We have a soft spot for squirrels in our house. We very much enjoy watching them eat from the bird feeders and we call to each other “Squirrel!” whenever there is one hanging upside down from a branch in an effort to reach the globe-shaped, peanut-filled feeder. But my love of squirrels started long before co-habiting in Malvern. When I was 16 years old and working at my first job at a veterinary clinic in Toronto, someone brought in a baby squirrel that had been attacked by crows. It was so tiny that it fit into the palm of your hand, so young its eyes were still closed. We took it in to look after it and somehow it came to be that I took it home so it could have more around the clock care and regular milk formula feedings from a syringe. I named him Mortimer. One night my Mum stayed up all night keeping him warm when she’d found he was cold to the touch. When the day came to take him to the Wildlife Rehabilitation Centre so he could be integrated back into the wild we were all terribly sad to see him go. It was also the day that they told us that he was actually a she.

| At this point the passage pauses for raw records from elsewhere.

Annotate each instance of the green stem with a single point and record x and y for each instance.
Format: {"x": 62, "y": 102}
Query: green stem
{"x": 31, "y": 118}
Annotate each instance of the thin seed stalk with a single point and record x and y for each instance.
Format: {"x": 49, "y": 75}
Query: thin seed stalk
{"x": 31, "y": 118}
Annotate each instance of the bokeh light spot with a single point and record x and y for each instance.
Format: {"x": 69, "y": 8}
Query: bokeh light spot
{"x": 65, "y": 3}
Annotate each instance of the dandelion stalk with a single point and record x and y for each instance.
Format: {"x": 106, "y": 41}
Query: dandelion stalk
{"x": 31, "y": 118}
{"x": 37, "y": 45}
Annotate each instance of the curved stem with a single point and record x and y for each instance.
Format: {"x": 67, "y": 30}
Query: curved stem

So maybe I’ll try again with the meditation, especially if I tell myself that doing so may make me “More Squirrel”. Maybe it’ll make me be more in tune with nature. Perhaps when I'm at the cabin it will help me find my place among the trees and appreciate the delicate spongy texture of the forest floor with all its dropped spruce needles. I may also end up accepting that meditation isn’t necessarily for me (but not without giving it more of a go first) and that there are other ways for me to quiet my mind that work better for me. On my last visit to the cabin I gave myself the challenge of shooting a roll of 35mm in a day. As I am using only medium and large format for this project, this would free me up to take photos with no purpose. It was a joyful exercise and the photos attached here are from that day, along with one from 1997 or 1998 of Mortimer the squirrel.
Side note: When I told Duncan that I’d changed my blog title from ‘Panic Stations’ to “Be More Squirrel’ he said “Hang upside down and eat nuts!” I’m sure there’s something in that.